The evaluation data only has features and an ID — we'll use those features to predict the target.


In [34]:
# Separate features and target
X_train_full = train_df[['feature_1', 'feature_2', 'feature_3']]
y_train_full = train_df['target']

# Extract test features and IDs
X_eval = eval_df[['feature_1', 'feature_2', 'feature_3']]
eval_ids = eval_df['id']

## 📊 Step 2: Evaluate your model before submitting

Before using the evaluation dataset, let's split our training data into a smaller training set and a validation set.
This helps us understand how well the model might perform on unseen data — just like in the real evaluation.

We'll use **Linear Regression**, a common starting point in machine learning and we will use **80% for training** and **20% for testing**.

🚨 **Stop here** 🚨

The procedure below creates a very simple model that will not generate the best results. If you want to improve your score try some of the following ideas:
- Try more powerful models like `RandomForestRegressor`, `GradientBoostingRegressor`, or `SVR`. See [Machine Learning Map](https://scikit-learn.org/stable/machine_learning_map.html).
- Use feature transformations like polynomial features or normalization. See [Dataset Transformations](https://scikit-learn.org/stable/data_transforms.html).
- Tune model hyperparameters.
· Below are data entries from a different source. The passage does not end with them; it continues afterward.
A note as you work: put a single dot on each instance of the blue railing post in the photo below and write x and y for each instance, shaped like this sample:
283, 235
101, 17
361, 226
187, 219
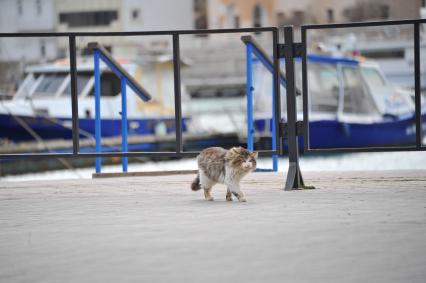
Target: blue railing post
124, 146
274, 140
249, 91
97, 110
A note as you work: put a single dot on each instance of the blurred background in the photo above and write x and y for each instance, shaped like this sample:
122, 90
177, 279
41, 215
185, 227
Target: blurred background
361, 80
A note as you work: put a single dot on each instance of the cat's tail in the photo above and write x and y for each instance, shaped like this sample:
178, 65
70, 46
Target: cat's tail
195, 186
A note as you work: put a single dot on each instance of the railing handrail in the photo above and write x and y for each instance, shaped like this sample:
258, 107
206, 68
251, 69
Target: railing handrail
119, 71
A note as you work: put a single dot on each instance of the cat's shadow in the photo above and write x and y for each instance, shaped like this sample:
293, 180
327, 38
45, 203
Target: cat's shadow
222, 202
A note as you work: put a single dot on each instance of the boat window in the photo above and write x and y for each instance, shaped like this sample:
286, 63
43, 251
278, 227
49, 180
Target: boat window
110, 85
49, 84
356, 98
323, 87
82, 80
372, 77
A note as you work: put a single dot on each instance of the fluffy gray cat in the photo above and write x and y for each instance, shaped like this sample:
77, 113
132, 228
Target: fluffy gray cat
218, 165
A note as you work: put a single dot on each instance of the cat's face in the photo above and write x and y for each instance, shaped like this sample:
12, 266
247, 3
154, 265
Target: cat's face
243, 158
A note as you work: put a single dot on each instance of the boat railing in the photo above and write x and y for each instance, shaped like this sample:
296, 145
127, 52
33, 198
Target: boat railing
101, 54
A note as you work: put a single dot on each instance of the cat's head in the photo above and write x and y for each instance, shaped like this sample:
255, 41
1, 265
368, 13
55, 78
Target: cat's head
243, 159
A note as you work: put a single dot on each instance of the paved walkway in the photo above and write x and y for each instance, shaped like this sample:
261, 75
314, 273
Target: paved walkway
356, 227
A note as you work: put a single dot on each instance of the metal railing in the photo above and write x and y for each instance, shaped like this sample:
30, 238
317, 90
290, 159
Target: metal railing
179, 152
291, 130
292, 50
100, 53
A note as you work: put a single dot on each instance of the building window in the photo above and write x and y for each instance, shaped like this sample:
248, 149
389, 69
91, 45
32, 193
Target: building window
95, 18
384, 11
38, 7
135, 14
20, 10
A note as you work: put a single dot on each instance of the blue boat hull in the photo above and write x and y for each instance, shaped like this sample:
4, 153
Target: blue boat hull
11, 128
326, 134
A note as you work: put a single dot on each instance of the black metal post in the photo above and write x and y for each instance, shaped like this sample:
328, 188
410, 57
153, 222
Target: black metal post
417, 78
305, 92
277, 96
178, 100
294, 176
74, 96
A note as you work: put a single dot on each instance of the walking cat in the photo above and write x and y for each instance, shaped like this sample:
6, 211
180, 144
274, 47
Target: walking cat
218, 165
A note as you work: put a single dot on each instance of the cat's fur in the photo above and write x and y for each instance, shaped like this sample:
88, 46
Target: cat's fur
218, 165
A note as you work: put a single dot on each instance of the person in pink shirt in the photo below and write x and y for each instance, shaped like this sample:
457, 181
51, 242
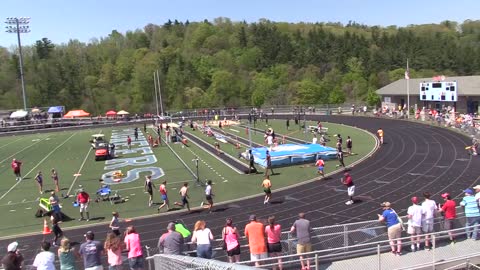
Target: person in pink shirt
274, 246
134, 248
114, 246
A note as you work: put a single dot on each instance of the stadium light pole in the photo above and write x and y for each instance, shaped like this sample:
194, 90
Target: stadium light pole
19, 26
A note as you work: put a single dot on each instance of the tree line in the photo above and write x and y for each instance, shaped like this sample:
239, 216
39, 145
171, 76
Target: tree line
221, 63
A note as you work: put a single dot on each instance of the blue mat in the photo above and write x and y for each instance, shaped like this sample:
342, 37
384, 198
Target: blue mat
291, 154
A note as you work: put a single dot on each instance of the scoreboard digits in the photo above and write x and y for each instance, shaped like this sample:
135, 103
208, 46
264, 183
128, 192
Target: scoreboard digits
438, 91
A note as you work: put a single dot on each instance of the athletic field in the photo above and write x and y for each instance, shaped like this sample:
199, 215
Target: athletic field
70, 153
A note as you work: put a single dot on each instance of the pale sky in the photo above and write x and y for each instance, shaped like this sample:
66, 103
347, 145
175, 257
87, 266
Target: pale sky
62, 20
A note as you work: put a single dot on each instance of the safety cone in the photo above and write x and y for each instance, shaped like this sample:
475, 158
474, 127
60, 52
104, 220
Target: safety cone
46, 229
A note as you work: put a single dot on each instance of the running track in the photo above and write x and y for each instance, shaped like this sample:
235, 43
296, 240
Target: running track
415, 158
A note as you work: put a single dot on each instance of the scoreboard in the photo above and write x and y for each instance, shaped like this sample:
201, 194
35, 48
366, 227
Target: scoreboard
438, 91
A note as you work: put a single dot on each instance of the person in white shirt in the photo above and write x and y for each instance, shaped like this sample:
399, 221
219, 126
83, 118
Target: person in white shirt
203, 237
429, 208
45, 260
414, 213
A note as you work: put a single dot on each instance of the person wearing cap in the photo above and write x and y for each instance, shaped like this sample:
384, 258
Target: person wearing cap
472, 214
255, 234
348, 182
230, 237
172, 241
45, 260
394, 228
304, 240
13, 259
91, 252
449, 211
414, 214
134, 247
429, 208
203, 237
83, 199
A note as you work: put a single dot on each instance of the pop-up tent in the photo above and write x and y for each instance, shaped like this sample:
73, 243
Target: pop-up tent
55, 109
111, 113
19, 114
122, 112
76, 113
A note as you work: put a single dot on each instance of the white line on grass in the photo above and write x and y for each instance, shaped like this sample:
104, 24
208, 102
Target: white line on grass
5, 159
10, 143
38, 164
79, 170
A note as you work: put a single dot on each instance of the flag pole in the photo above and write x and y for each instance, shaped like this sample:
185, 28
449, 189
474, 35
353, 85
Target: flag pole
408, 90
156, 97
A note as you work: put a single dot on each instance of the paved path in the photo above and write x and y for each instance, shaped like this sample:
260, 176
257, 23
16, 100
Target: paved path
414, 158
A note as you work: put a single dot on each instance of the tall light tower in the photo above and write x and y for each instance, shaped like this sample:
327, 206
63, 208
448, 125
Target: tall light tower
19, 26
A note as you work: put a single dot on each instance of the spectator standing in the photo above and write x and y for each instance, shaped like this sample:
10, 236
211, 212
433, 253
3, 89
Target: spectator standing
209, 196
45, 260
348, 182
55, 180
251, 159
57, 231
268, 160
91, 252
203, 237
16, 167
115, 224
39, 179
449, 212
274, 246
84, 200
114, 246
67, 255
394, 228
255, 233
267, 189
149, 186
472, 214
163, 194
171, 242
429, 208
230, 237
302, 227
349, 145
415, 214
134, 248
184, 195
13, 260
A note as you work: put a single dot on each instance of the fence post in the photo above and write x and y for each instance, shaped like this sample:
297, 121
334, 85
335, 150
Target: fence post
379, 259
148, 255
434, 245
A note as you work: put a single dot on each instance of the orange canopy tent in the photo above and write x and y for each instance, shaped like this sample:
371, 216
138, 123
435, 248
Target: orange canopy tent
76, 113
111, 113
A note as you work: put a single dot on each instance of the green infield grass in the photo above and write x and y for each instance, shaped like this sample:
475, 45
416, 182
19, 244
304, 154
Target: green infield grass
71, 154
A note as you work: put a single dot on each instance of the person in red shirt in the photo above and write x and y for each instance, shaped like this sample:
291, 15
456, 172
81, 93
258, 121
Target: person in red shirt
320, 165
16, 166
129, 142
348, 182
83, 199
449, 213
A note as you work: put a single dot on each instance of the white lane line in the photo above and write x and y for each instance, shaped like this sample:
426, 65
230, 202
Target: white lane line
10, 143
1, 161
78, 174
38, 164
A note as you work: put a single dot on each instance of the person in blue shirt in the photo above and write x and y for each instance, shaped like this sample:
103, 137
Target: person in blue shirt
472, 214
390, 217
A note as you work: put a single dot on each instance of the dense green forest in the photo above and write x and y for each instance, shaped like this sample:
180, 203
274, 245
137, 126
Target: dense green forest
222, 63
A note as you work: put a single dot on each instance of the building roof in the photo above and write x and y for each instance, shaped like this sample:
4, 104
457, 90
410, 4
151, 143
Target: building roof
467, 86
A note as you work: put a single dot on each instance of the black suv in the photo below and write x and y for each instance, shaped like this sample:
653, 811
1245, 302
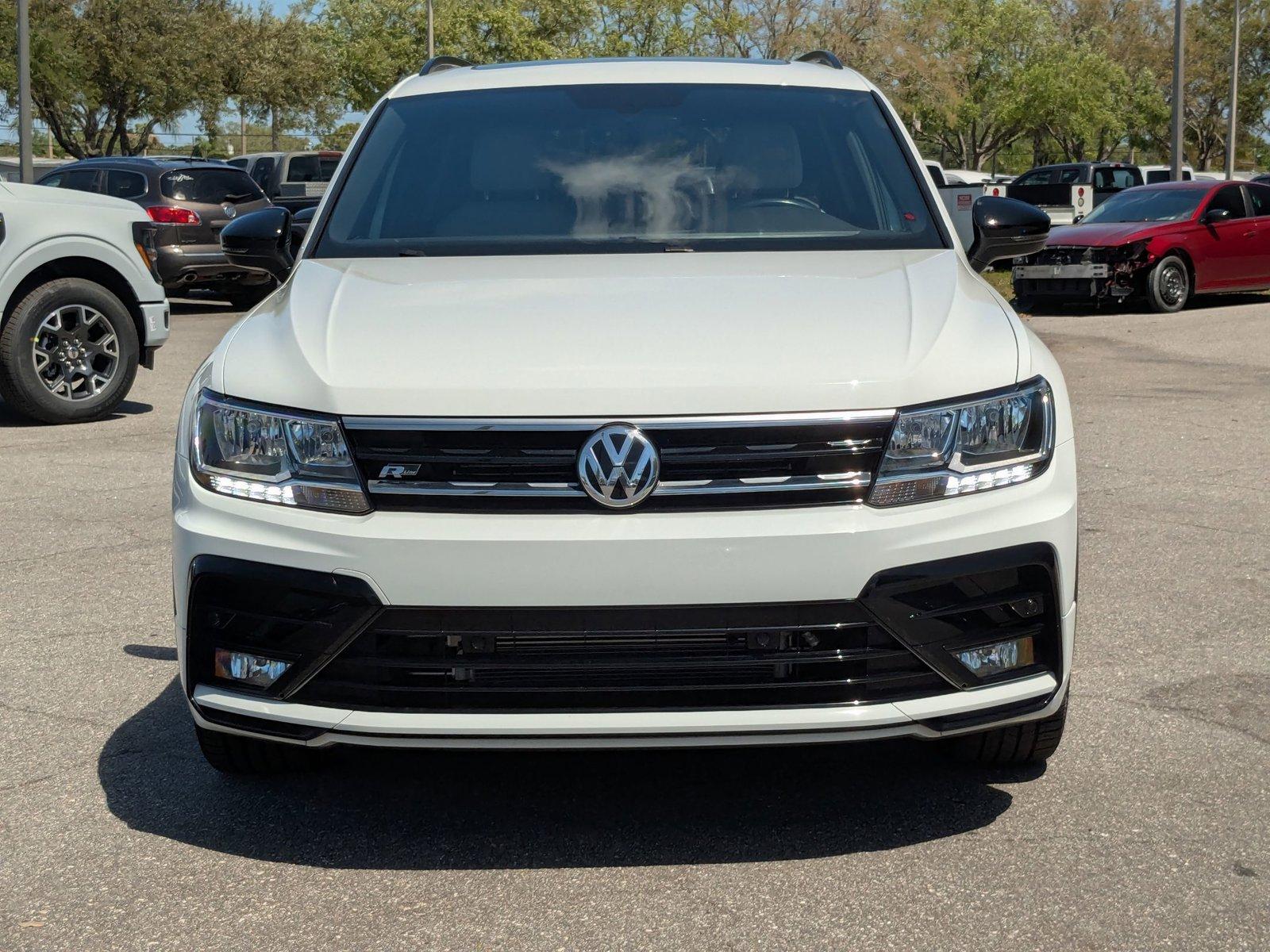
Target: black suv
190, 201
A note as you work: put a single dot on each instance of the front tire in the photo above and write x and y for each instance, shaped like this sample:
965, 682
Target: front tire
67, 353
233, 753
1016, 746
1168, 286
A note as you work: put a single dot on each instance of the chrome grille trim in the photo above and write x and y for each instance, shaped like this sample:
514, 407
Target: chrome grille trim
706, 463
587, 424
681, 488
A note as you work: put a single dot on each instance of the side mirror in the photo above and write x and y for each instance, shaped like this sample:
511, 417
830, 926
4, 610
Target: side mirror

For this see the documentation for each model.

In [35]:
from sklearn.linear_model import LinearRegression
from sklearn.model_selection import train_test_split
from sklearn.metrics import mean_squared_error

# Split the original training data
X_train, X_test, y_train, y_test= train_test_split(X_train_full, y_train_full, test_size=0.2, random_state=42)

# Train the model on training subset
model = LinearRegression()
model.fit(X_train, y_train)

# Predict and evaluate on the validation set
y_test_pred = model.predict(X_test)
test_mse = mean_squared_error(y_test, y_test_pred)
print(f"Test MSE: {test_mse:.4f}")

Test MSE: 23.4352


## 🤖 Step 3: Train your model again with all the data

In [39]:
# Train the model
model.fit(X_train_full, y_train_full)


## 📈 Step 3: Make predictions on the evaluation data


In [40]:
# Predict using the trained model
y_eval_pred = model.predict(X_eval)


## 💾 Step 4: Save predictions to a CSV file

We create a new DataFrame with the `id` and your model's predictions, then save it.  
Make sure your file is named `predictions.csv` for submission!


In [38]:
# Create submission DataFrame
submission = pd.DataFrame({'id': eval_ids, 'prediction': y_eval_pred})

# Save to CSV
submission.to_csv("predictions.csv", index=False)
print("Predictions saved to predictions.csv!")

Predictions saved to predictions.csv!